From April 1, 2013 through May 10, 2013 the Company has issued 9,962 shares of the Company’s common shares to an employee and a consultant valued at approximately $17,000 and 126,000 shares of restricted common stock to investors for gross proceeds of $157,500.

 
As of May 10, 2013, the Company has accrued additional deferred compensation totaling approximately $59,500 of which $26,000 and $21,000, respectively, is owed to Bassani and Smith, and $12,500 is due to Schafer.

 
During April 2013, Bassani advanced the Company $100,000 which, effective May 15, 2013 pursuant to the agreement with Bassani described in the paragraph immediately below, when combined with prior advances (and accrued interest thereon) will be represented by a demand promissory note in the initial principal amount of approximately $204,000_from the Company to Bassani which shall be due and payable on July 1, 2013 if not paid sooner.

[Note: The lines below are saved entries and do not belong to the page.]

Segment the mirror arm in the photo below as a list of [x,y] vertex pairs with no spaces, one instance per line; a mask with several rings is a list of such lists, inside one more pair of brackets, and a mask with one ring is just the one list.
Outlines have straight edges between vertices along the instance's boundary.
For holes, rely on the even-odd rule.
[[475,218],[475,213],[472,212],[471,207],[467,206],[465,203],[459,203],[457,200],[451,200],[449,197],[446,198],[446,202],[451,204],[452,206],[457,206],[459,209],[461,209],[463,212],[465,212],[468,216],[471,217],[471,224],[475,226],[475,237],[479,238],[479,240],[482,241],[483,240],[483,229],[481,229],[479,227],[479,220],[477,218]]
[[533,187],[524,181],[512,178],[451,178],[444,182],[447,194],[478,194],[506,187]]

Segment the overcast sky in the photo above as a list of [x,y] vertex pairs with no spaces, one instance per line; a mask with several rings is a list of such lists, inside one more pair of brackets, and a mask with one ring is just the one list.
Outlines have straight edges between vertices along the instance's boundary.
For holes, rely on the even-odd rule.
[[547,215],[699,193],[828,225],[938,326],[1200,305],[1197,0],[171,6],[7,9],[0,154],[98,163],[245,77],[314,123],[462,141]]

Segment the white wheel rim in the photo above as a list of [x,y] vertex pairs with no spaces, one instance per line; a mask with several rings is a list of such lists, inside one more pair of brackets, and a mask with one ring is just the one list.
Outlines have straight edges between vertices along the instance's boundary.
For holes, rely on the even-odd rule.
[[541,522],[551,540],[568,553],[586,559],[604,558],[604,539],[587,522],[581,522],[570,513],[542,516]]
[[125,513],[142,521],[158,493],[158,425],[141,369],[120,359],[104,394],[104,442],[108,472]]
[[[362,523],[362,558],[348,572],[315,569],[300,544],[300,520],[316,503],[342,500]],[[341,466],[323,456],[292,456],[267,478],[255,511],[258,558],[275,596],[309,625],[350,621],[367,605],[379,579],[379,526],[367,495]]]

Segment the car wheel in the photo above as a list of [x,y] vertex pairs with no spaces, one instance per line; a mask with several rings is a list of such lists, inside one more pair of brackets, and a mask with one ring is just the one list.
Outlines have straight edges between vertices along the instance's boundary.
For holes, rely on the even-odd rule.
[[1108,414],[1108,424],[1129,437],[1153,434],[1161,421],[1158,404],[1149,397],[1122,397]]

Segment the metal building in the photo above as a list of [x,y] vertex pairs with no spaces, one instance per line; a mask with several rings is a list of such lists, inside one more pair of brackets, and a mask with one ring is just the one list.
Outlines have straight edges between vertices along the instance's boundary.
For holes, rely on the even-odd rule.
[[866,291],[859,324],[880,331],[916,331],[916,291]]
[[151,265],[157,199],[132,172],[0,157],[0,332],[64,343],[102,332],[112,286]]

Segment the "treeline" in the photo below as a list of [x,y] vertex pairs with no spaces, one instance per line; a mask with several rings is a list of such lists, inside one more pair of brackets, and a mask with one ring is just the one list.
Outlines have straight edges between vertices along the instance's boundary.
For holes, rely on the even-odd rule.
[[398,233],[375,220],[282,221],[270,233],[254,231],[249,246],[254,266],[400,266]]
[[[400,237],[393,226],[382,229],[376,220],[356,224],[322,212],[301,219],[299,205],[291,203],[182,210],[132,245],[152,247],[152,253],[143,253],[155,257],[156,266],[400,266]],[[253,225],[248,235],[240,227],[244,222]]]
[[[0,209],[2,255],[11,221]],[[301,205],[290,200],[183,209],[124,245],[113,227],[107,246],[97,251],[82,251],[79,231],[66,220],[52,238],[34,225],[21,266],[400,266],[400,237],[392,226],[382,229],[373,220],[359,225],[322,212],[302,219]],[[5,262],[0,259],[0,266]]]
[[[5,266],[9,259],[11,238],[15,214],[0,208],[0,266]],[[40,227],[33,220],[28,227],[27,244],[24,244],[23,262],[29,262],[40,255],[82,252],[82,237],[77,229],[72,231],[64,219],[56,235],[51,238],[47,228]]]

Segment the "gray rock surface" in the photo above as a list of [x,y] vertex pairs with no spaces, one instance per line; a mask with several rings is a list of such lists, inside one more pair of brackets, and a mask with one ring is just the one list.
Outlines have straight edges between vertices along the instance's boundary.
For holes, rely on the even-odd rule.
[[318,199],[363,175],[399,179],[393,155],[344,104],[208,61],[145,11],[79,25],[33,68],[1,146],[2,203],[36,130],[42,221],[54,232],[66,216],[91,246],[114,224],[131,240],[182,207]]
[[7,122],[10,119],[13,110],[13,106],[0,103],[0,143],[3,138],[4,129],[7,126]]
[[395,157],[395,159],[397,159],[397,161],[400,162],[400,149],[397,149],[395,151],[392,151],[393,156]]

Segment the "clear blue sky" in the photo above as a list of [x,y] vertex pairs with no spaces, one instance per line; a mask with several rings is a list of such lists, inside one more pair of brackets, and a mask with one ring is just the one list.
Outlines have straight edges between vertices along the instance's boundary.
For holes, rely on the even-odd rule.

On May 5, 2013, the Board of Directors approved agreements with Bassani and Smith, with effective dates of May 15, 2013, under which, Bassani and Smith have agreed to continue to defer their respective cash compensation for up to an additional year until April 30, 2014 (unless the Board of Directors elects to re-commence cash payment on an earlier date) and to extend the due date of their respective deferred cash compensation until January 15, 2015 on the same terms as are set forth Note 5.  The Company will provide Bassani and Smith with convertible promissory notes which reflect all the terms of these agreements to which future accruals will be added as additional principal. Smith has agreed to add $25,000 of loans payable - affiliates he made to the Company and approximately $30,000 of unreimbursed expenses to the principal of his convertible promissory note. As part of the agreements, Bassani and Smith have also forgiven any possible obligations that Bion may have owed each of them in relation to unused vacation time for periods (over 10 years) prior to the current fiscal year.  In consideration of these agreements, Bassani and Smith:  a) have been granted ‘execution/exercise’ bonuses to be effective upon future exercise of outstanding (or subsequently acquired) options and warrants owned by Bassani and Smith (and their respective donees) and in relation to contingent stock bonuses; b) their warrants and options, if due to expire prior to December 31, 2018, have been extended to that date (with possible further extensions); and c) other modifications have been made.